Du 28 juin au 6 juillet 1807, Napoléon Ier, Alexandre Ier et Frédéric-Guillaume III se réunissent quotidiennement en vue de la signature de la Paix…Les trois souverains prennent leurs repas ensemble, assistent aux manoeuvres et conversent longuement.
Napoléon écrit à Cambacérès le 3 juillet : « La meilleure harmonie continue à régner entre l'empereur de Russie, le roi de Prusse et moi. Nous sommes tous les trois dans cette petite ville. Il faudrait écrire fort longuement s'il fallait raconter toutes les petites choses ». (Correspondance n°12 843)
Et le même jour à Fouché : « Veillez à ce qu'il ne soit plus dit de sottises, directement ou indirectement, de la Russie. Tout porte à penser que notre système va se lier avec cette puissance d'une manière stable. » (Correspondance n°12 845).
 
5 juillet
Napoléon rencontre la reine Louise de Prusse, arrivée la veille à Picktupöhnen et la revoit le lendemain pour une rencontre plus officielle.
Récit : « La reine vint de Picktupöhnen à 5 heures et se dirigea vers la demeure du roi. Un quart d'heure plus tard, Napoléon en compagnie des princes Murat et Bertier ainsi que tous les maréchaux monta vers la reine, y resta une bonne demi-heure, alla chercher cAlexandre, et tous les deux montèrent en grande escorte par la porte de la ville retournant vers 7 heures et demie à la porte allemande. Quelques minutes plus tard, la reine arriva […] dans un carrosse attelé par 8 chevaux noirs […]. L'Empereur la reçut près du carrosse et la conduisit par la main […] La reine portait une robe blanche entrelacée d'argent. Le roi vint à cheval derrière le carrosse ; Alexandre était déjà chez Napoléon. A huit on mangea, et à dix heures le couple royal quitta la salle.

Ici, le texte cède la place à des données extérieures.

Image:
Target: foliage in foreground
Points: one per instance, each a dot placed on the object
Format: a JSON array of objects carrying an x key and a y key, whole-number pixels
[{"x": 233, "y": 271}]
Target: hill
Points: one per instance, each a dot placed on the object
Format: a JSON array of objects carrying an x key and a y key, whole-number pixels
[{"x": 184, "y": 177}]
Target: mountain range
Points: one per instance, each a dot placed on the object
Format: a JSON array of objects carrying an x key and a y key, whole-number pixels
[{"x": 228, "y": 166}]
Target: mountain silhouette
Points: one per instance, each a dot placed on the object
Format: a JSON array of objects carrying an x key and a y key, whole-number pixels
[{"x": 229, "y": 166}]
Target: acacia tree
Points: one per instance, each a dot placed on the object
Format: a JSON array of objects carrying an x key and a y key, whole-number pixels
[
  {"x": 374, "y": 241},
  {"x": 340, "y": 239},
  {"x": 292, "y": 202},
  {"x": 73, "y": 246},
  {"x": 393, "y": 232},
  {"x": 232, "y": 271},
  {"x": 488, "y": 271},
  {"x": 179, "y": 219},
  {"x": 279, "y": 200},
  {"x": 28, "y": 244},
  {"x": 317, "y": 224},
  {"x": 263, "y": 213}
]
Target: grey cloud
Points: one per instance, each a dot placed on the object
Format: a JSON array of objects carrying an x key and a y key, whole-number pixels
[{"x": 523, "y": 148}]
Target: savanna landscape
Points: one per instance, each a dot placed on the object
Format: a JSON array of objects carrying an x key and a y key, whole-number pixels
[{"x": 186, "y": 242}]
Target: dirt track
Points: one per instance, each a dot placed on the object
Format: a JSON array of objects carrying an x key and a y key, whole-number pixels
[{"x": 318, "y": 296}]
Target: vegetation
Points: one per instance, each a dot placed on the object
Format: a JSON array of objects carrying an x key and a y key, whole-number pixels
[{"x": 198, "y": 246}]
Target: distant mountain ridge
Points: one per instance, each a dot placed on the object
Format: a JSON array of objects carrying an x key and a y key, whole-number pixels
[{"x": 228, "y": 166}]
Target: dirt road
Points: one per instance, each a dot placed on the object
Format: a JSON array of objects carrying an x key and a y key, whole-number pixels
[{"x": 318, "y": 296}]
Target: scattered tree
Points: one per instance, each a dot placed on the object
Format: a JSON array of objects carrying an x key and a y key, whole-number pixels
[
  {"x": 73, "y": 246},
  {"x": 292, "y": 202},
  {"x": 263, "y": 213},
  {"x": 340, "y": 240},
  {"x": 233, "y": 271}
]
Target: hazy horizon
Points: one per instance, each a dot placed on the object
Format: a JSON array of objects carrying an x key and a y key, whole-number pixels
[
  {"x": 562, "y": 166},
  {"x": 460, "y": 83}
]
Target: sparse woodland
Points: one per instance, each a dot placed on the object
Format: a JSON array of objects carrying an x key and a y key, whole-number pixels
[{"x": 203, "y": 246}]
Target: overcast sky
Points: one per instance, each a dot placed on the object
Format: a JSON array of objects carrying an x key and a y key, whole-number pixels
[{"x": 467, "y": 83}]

(Extraits du journal de Ernst Ludwig Siehr, conseiller de la commission de justice à Tilsit, juin-juillet 1807, in brochure du bicentenaire de Tilsit, ed. Bartheldruck, Arnstadt)

7 juillet
L'Empereur Napoléon Ier et le Tsar Alexandre Ier signent un traité de Paix à Tilsit
Napoléon annonce à son frère, le prince Jérôme qu'il vient de le faire reconnaître roi de Westphalie.
 
9 juillet
Talleyrand et le maréchal comte de Kalkreuth signent un traité entre la France et la Prusse qui complète le traité du 7 juillet.
 
12 juillet
Convention de Königsberg entre la France et la Prusse réglant les modalités d'évacuation du territoire demeuré prussien.
 
19 juillet
Le général Victor reçoit son bâton de maréchal d'Empire en récompense de sa brillante conduite à Friedland.